迷う村人達の心

 収穫が全く無かった。

 朝から見張りに残したトーレーを除いたこの3人で村中を歩き回っているけどあの女モリアーティーの姿は一切無い。痕跡も無い。それ以外にも何も無い。

 「………。」

 「なぁに見てるんだァ手前ェ!」

 ウノが無言でこっちを見ていたヤツに向かって怒鳴る。僕は何時も通り、笑ってそれを止める格好・・をした。

 さっき、収穫が無いと言った。それは決して間違っていないが・・・・・・・・少しだけ訂正しよう。

 村の連中の内、ほんの一部・・・・・が、僕らに対して凄く嫌な目を向けているのを見かけた。

 森との境界線の周辺でキノコを採りながらコソコソこっちを見ている人間が今だって何人も居る。さっきまで楽しそうに話していたのに、僕達が近付くと用事を思い出した様に散っていく。家の陰からこっちを覗き込むジメジメした奴等が居る。ヒソヒソ何かを話している奴らが居る。なのに、何故か知らないが僕達に声を掛けようとしない、僕達を遠巻きに見て近付こうとしない。まるで僕達を腫れ物だと思っているみたいだ。


 おかしな話だ。僕達は村の治安を守る為に武器を取って立ち上がっているだけだというのに、僕達を蔑ろにする人間は村の敵で村の害になって人間未満の役に立たない害獣だけの筈なのに何故か村の連中がそれに見える。
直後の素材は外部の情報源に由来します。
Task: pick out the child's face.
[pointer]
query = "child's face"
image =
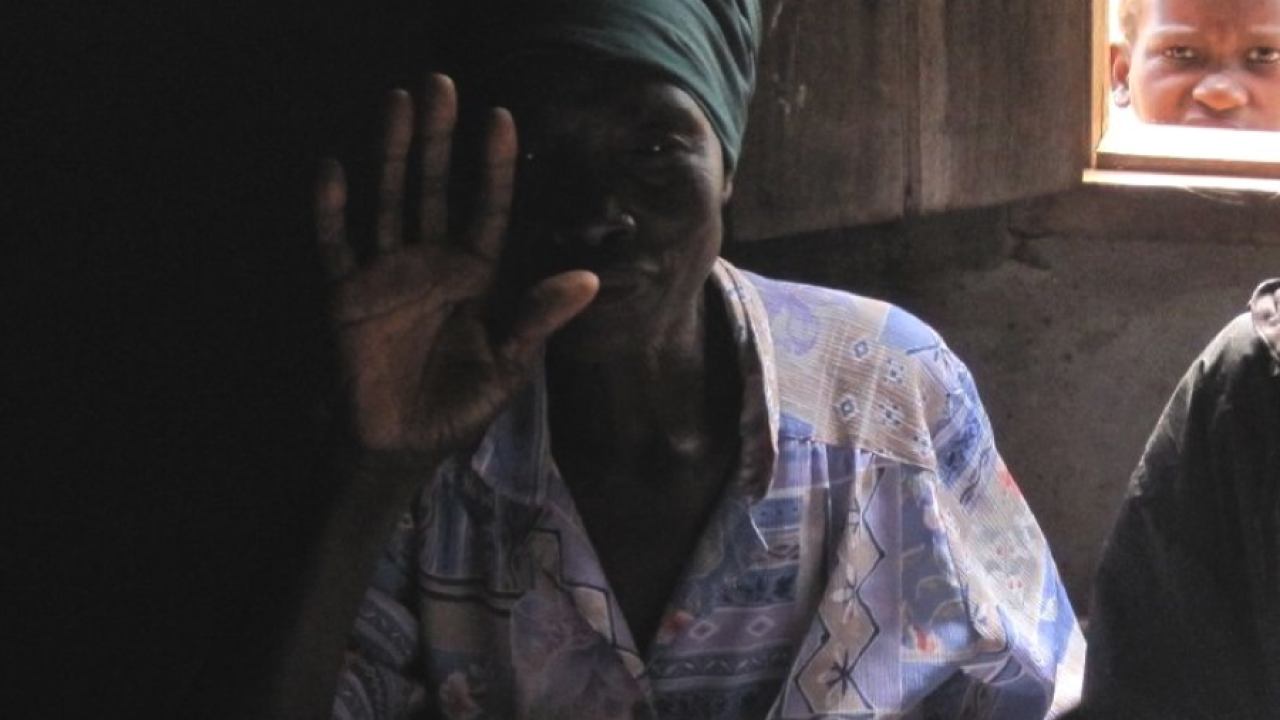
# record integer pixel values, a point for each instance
(1212, 63)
 いや、この村の人間は僕を除いて大概が愚かで無知で無能な奴等ばかりだ。集団で皆と同じが正義で変革を嫌って今日と明日の違いも全く考えずに向上心も持たずに無為に過ごしていくだけの連中。僕の様に明日やその先の未来を見据えて今日動き、中毒事件を本気で解決して、この村の未来を憂いて爆発的な変革をもたらそうとする、そんな人間は居ない。
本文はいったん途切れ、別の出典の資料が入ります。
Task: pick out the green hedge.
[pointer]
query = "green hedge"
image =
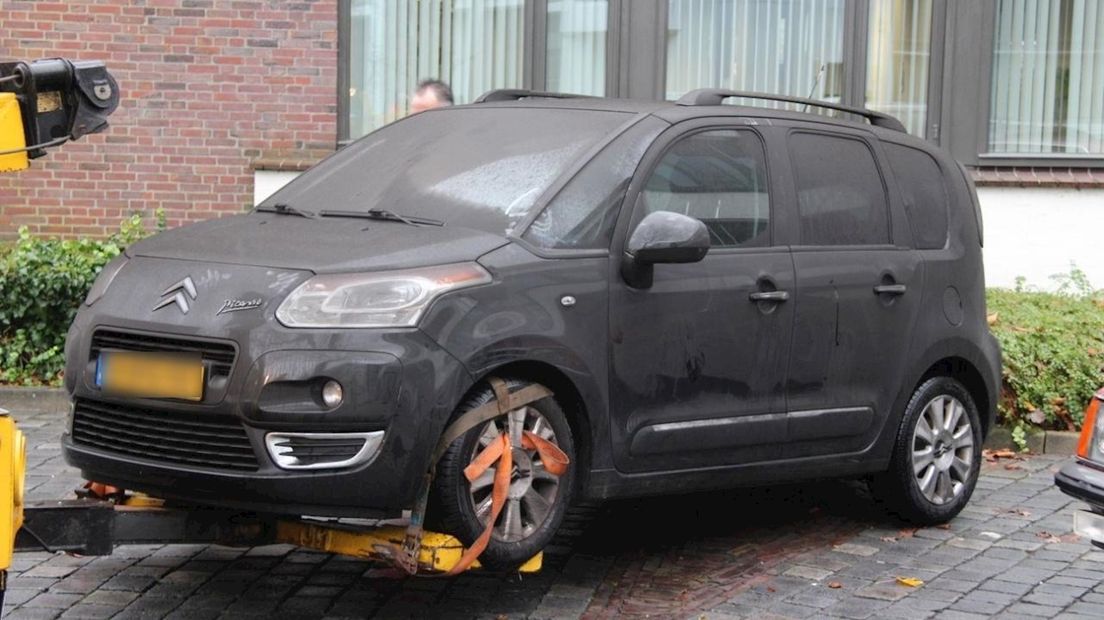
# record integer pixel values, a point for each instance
(1053, 352)
(42, 284)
 出る杭は打たれる、異端者有能な人間と特別な人間は何時だって嫌われるものだ。

 僕は何時だって君らとは違う。こんな村本当は出ていこうと思った。ここは僕が伸び伸びと動くにはあまりに狭過ぎる。しかし、僕が居なくなればこの村は未来、中心となる人物を喪う。たとえ僕の力でこの村を復興して以前の活気有る宿場町以上にしたとしても、舵取りをする有能な人間が居なければ直ぐに滅ぶ。だから僕がここに居る。
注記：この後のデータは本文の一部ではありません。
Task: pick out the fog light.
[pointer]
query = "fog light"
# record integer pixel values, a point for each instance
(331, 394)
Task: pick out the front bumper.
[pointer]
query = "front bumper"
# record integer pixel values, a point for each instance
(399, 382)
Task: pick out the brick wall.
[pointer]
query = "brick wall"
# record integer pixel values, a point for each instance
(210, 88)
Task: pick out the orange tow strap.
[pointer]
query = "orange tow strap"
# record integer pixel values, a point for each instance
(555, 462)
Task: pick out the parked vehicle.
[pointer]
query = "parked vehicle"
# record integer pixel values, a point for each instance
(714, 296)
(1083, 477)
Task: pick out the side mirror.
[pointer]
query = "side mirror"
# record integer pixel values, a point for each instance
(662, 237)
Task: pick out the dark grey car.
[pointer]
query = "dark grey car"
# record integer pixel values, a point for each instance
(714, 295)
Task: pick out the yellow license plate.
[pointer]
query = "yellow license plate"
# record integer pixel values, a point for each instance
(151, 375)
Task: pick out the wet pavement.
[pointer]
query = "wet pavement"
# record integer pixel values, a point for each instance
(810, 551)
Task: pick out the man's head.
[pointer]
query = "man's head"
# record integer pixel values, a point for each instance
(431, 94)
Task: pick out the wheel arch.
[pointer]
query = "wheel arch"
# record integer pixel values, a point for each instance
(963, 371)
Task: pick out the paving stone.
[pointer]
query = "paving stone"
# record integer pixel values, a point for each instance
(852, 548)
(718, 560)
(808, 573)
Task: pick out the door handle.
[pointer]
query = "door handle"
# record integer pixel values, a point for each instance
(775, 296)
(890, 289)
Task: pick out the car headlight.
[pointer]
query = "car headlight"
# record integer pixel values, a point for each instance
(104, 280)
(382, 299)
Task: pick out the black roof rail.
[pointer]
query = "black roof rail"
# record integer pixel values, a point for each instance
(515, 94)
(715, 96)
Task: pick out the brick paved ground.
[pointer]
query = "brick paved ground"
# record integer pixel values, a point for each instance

 そう、僕は必要不可欠だからここに居る。この村に蔓延る邪悪を倒すために居る。

 あの女を絶対に僕は許さない。ここは僕の聖域。僕のものだ。

 あそこで僕達を嫌な目で見ている連中は解っていない。どっちが正しくて、どっちが間違っているかを。

 あんな世間知らずで何も出来ないくせにお勉強をして自分は出来ると勘違いをしている高慢な女より、この僕の方が圧倒的に正しい事を、皆に教えてやるんだ。